DINHEIRO RURAL – Vocês construirão usinas próprias ou farão a aquisição de concorrentes?

Eduardo Pereira de Carvalho – A usina de Alcídia, a CZRE havia comprado e foi uma das coisas que fez nos aproximarmos à Odebrecht. O Pontal do Paranapanema é um dos poucos lugares no Estado de São Paulo em que há uma oportunidade de aumento substancial na produção de cana e, conseqüentemente, na transformação de açúcar em álcool, por variadas razões históricas. Seja pela estrutura fundiária existente, pelo problema das terras devolutas, pelo problema do MST, pelo problema de terras que têm uma estrutura diferente das terras ricas de Ribeirão Preto.

“O Pontal é um dos poucos lugares em que há a oportunidade de aumento de produção de cana”

DINHEIRO RURAL – Como ficam os investimentos em pesquisa da nova empresa? Miranda – O setor sucroalcooleiro não investe em tecnologia como deveria. O investimento em pesquisa de álcool a partir da celulose, por exemplo, é pífio – nós estamos falando de R$ 3 milhões. É o que se gasta no mercado para estudar um produto que, se vier a se concretizar, temos que entender que estamos perdendo o bonde. Isso vai acontecer porque lá fora estão investindo bilhões. E você ter que pagar e depender de tecnologia estrangeira amanhã é um absurdo, sendo o Brasil o principal celeiro de açúcar e álcool, e que continuará a ser. Essa é uma visão que entendemos que tem de ser mudada, pelo governo e pelo setor privado.

DINHEIRO RURAL – A Odebrecht já havia entrado neste mercado indiretamente quando a Braskem anunciou a produção do primeiro polímero à base de álcool. Por que o interesse em entrar de vez no setor? Miranda – A Odebrecht vem estudando a entrada num terceiro setor há seis ou sete anos. Foram analisados cerca de 15 setores de atividade econômica distintos. De um ano e meio para cá, concentrou-se no estudo do setor sucroalcooleiro. Foi um dos finalistas, no qual ela focou e começou a despender mais energia e esmiuçar esse estudo.
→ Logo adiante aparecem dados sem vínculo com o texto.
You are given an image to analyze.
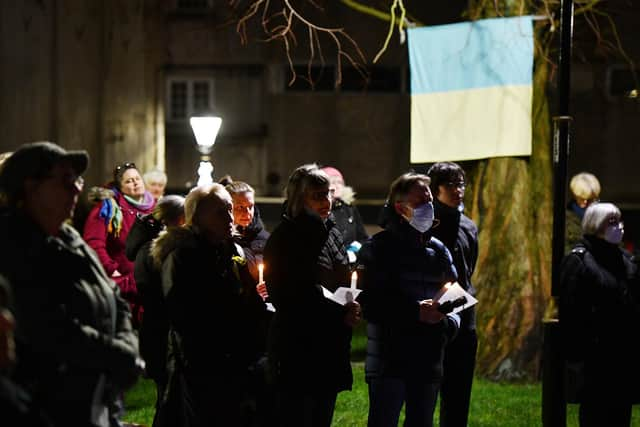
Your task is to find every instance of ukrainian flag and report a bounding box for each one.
[409,16,533,163]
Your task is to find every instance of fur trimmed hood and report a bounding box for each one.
[151,227,197,270]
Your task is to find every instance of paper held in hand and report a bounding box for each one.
[433,282,478,313]
[322,286,362,305]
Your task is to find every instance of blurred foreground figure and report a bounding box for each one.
[560,203,640,427]
[0,142,143,427]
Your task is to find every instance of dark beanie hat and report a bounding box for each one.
[0,142,89,201]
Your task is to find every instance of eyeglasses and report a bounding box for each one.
[445,181,467,190]
[113,162,138,174]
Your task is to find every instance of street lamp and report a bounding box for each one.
[189,116,222,185]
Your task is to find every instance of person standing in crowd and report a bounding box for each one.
[564,172,600,254]
[427,162,478,427]
[83,162,155,325]
[559,203,640,427]
[360,173,460,427]
[225,181,269,281]
[151,184,266,427]
[322,166,369,263]
[0,142,144,427]
[126,195,184,424]
[143,169,167,201]
[264,165,360,427]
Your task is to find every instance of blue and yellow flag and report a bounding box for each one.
[409,16,533,163]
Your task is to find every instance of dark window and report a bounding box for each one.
[170,82,187,120]
[193,81,211,114]
[608,66,638,96]
[177,0,209,11]
[285,65,336,92]
[340,66,402,92]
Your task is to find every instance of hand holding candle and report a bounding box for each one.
[258,263,264,283]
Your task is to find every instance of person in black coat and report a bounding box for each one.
[427,162,478,427]
[0,142,144,427]
[559,203,640,427]
[225,181,269,283]
[322,166,369,263]
[125,195,184,426]
[264,165,360,427]
[360,173,460,427]
[151,184,266,427]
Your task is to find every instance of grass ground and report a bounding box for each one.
[125,363,640,427]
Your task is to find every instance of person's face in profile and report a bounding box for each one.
[120,168,145,199]
[437,177,467,208]
[231,192,255,227]
[304,185,333,219]
[25,162,84,232]
[146,181,166,200]
[194,193,233,242]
A Braskem vem desenvolvendo suas pesquisas de maneira totalmente independente. O fato de ela ter anunciado o plástico verde não tem absolutamente nenhuma ligação com a idéia da Odebrecht Açúcar e Álcool. Quanto à pergunta natural – se vamos vender álcool para a Braskem – a resposta é talvez. A Braskem será encarada como mais um cliente. Se for interessante, nós venderemos. Não existe nenhuma ligação entre as duas empresas.
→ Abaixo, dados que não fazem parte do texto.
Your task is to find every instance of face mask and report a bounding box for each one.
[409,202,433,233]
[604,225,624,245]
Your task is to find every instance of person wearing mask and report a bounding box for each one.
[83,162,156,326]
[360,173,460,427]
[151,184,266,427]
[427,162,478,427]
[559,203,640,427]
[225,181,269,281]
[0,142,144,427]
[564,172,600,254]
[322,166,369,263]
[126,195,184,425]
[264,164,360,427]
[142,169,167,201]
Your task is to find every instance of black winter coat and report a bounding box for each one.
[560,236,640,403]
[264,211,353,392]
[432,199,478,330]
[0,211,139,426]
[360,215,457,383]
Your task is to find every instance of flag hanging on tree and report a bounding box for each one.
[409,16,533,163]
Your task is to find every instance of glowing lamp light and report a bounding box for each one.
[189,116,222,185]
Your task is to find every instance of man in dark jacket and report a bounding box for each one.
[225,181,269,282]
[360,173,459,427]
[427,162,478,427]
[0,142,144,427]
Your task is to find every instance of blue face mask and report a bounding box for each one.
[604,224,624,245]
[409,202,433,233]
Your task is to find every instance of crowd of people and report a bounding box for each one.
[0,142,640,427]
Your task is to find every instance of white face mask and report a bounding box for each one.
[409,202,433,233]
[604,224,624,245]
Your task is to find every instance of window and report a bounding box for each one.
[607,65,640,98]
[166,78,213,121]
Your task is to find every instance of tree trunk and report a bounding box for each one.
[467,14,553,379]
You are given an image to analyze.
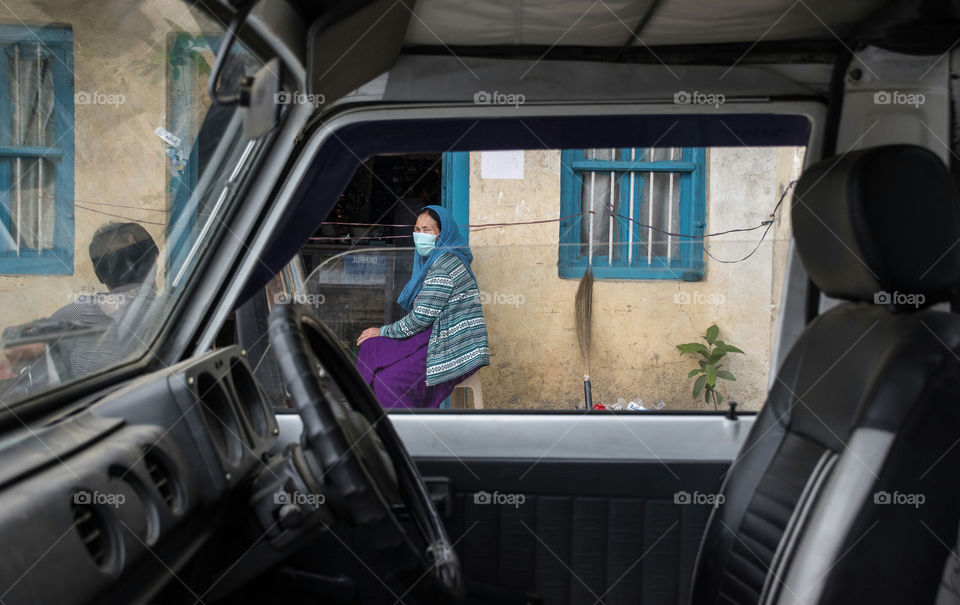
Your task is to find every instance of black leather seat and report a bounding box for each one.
[692,145,960,605]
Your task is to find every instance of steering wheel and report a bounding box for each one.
[269,304,463,602]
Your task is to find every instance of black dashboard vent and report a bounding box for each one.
[144,454,177,510]
[72,492,112,568]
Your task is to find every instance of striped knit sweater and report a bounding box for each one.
[380,253,490,386]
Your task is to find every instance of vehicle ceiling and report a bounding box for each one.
[291,0,960,59]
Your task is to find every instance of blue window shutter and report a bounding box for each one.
[0,25,75,275]
[440,151,470,242]
[557,148,706,281]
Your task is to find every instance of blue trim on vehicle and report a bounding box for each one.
[0,25,75,275]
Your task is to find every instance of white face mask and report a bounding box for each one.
[413,231,437,256]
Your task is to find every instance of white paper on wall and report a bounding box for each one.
[480,149,523,179]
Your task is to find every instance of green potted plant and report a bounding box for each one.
[677,324,745,409]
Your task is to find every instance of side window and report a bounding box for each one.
[0,25,74,275]
[558,147,706,281]
[284,146,804,410]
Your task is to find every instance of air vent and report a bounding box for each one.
[143,453,180,511]
[72,492,113,569]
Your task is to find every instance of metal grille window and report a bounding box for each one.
[559,147,706,281]
[0,25,74,274]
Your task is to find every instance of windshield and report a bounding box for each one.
[0,1,260,405]
[284,147,804,411]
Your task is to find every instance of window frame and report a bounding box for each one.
[0,25,75,275]
[557,147,706,281]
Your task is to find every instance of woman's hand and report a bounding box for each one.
[357,328,380,346]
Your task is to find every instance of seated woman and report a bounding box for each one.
[357,206,490,408]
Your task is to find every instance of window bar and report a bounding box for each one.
[607,149,617,265]
[37,44,43,256]
[627,147,637,266]
[587,149,597,266]
[647,147,655,265]
[13,44,23,256]
[667,147,682,267]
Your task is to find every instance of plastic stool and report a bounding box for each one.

DINHEIRO RURAL – Vocês disseram que pretendem adquirir usinas e terras em regiões menos tradicionais em cana. Para onde vocês pretendem ir? Miranda – Para onde tudo mundo está indo: Minas Gerais, Goiás, Mato Grosso do Sul.
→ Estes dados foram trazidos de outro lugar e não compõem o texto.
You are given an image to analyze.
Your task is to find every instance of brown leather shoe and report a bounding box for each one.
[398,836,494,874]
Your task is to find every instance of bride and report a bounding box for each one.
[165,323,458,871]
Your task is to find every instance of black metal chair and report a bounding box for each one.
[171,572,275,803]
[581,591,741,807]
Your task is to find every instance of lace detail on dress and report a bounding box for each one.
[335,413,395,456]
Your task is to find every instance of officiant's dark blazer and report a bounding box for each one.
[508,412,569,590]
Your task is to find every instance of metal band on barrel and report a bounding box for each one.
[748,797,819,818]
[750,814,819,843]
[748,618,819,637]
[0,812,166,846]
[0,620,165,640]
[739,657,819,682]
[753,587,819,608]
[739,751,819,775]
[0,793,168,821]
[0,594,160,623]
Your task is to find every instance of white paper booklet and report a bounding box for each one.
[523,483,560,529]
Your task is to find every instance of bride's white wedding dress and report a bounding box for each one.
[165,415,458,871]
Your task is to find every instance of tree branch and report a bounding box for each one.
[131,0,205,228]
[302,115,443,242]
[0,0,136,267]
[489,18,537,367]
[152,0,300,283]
DINHEIRO RURAL – A logística tem dificultado o escoamento da oferta crescente de etanol. Vocês acreditam que, quando a empresa estiver em pleno funcionamento, parte desse problema já esteja resolvido? Miranda – O Brasil exportou no ano passado 3,5 bilhões de litros de álcool. Este ano deve estar ao redor de pouco mais de três bilhões. Para isso não é preciso logística excepcional.

A logística que está aí não atende bem, mas de uma certa forma o produto é escoado. Mas, se nós imaginarmos um crescimento neste mercado internacional – e nós efetivamente acreditamos que isso vá ocorrer – e você venha a exportar dez bilhões de litros de álcool, isso é absolutamente impossível de ser feito com a logística existente. Nós e outros grupos estamos atentos, e a saída para isso são os alcooldutos.

DINHEIRO RURAL – A empresa também se concentra agora a atuar no mercado externo? Miranda – Também, é um tripé. Nós temos o nosso tripé, desde a idéia da formação da nossa empresa, que era a CZRE, nós tínhamos o tripé produção, comercialização (trading) e logística. Quando começamos as conversas com a Odebrecht, entendemos que este também era o desejo da Odebrecht, atuar na produção, no comércio e na logística.

“O setor sucroalcooleiro não investe em tecnologia como deveria. Essa visão tem de mudar”

DINHEIRO RURAL – Vocês são especialistas em agronegócio. A Odebrecht é um dos maiores grupos do País. O que vocês esperam desta parceria? Eduardo Pereira de Carvalho – A Odebrecht decidiu que este será um terceiro pilar da organização, que pretende transformar isso em sete ou oito anos num negócio que represente 20%, 25% do faturamento do grupo. É claramente o reconhecimento da enorme potencialidade do setor daqui para frente.